Preparation of soluble infectious samples from scrapie-infected brain: a new tool to study the clearance of transmissible spongiform encephalopathy agents during plasma fractionation.

BACKGROUND

Concern about the safety of blood, blood components, and plasma-derived products with respect to prions has increased since the report of two blood-related infections of variant Creutzfeldt-Jakob disease in the United Kingdom. Efforts were directed toward the development of procedures able to remove or inactivate prions from blood components or plasma-derived products with brain fractions of transmissible spongiform encephalopathy (TSE)-infected rodents as spiking materials. These spiking materials, however, are loaded with pathological prion protein (PrP(TSE)) aggregates that are likely not associated to blood infectivity. The presence of these aggregates may invalidate these studies.

STUDY DESIGN AND METHODS

Brains from 263K scrapie-infected hamsters were suspended in 10 percent phosphate-buffered saline. After low-speed centrifugation, the supernatant was collected and ultracentrifuged at 220,000 x g at 25 degrees C for 30 minutes. The high-speed supernatants (S(HS)) and pellets were collected; the proteinase-resistant PrP(TSE) was measured by Western blot and infectivity by intracerebral inoculation into weanling hamsters.

RESULTS

A substantial amount of prion infectivity (more than 10(5) LD(50) per mL of a 10% suspension of brain tissues) is present in the S(HS) fraction of 263K scrapie-infected hamster brains.
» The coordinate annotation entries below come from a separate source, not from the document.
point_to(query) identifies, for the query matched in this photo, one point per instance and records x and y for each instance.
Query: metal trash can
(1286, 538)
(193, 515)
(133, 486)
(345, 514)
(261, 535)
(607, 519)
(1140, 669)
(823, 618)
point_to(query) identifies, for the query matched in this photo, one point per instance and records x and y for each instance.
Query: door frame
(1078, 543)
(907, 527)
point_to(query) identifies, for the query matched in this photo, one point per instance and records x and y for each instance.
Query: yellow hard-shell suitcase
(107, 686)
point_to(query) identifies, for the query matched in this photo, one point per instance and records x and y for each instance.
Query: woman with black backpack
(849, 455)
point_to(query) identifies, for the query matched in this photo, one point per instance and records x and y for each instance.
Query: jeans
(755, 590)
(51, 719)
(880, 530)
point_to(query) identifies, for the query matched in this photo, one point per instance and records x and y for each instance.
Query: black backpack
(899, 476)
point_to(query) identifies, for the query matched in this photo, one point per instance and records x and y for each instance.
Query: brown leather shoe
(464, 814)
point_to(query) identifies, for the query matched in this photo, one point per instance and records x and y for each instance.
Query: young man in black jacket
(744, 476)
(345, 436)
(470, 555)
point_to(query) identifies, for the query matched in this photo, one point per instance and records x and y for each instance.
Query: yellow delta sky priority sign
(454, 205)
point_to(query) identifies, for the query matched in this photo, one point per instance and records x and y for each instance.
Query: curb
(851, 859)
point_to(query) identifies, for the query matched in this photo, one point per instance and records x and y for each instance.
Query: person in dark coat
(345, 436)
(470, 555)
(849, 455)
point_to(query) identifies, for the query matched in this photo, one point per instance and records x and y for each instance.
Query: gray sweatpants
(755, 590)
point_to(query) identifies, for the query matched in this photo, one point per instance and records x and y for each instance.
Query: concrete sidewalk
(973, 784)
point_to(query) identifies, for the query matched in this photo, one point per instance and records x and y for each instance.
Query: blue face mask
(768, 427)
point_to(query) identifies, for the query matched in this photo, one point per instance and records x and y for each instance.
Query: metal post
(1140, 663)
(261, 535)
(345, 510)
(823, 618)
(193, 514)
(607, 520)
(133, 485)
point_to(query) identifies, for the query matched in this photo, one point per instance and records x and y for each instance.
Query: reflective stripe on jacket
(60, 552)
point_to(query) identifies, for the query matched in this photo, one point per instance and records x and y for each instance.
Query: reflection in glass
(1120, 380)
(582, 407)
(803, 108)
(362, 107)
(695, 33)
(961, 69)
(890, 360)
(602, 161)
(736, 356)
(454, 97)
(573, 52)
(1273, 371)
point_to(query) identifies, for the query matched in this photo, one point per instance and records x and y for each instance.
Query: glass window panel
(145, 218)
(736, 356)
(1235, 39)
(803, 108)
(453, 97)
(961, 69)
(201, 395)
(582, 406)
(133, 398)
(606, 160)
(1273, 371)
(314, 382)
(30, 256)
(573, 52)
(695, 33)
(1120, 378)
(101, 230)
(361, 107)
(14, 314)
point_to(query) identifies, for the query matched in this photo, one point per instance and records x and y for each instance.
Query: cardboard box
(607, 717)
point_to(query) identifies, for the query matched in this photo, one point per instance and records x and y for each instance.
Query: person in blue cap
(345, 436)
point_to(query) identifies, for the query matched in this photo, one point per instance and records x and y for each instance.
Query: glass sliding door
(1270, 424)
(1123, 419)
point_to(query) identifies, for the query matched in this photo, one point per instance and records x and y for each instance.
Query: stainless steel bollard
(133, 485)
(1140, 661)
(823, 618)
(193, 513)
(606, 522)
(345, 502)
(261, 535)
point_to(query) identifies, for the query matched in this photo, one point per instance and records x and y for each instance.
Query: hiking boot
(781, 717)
Concomitantly, this fraction contains none or only traces of PrP(TSE) in its aggregate form.

CONCLUSION

This study describes a simple and fast protocol to prepare infectious material from 263K scrapie-infected brains that is not contaminated with PrP(TSE) aggregates. This S(HS) fraction is likely to be the most relevant material for endogenous spiking of human blood in validation experiments aimed at demonstrating procedures to remove or inactivate TSE infectious agents.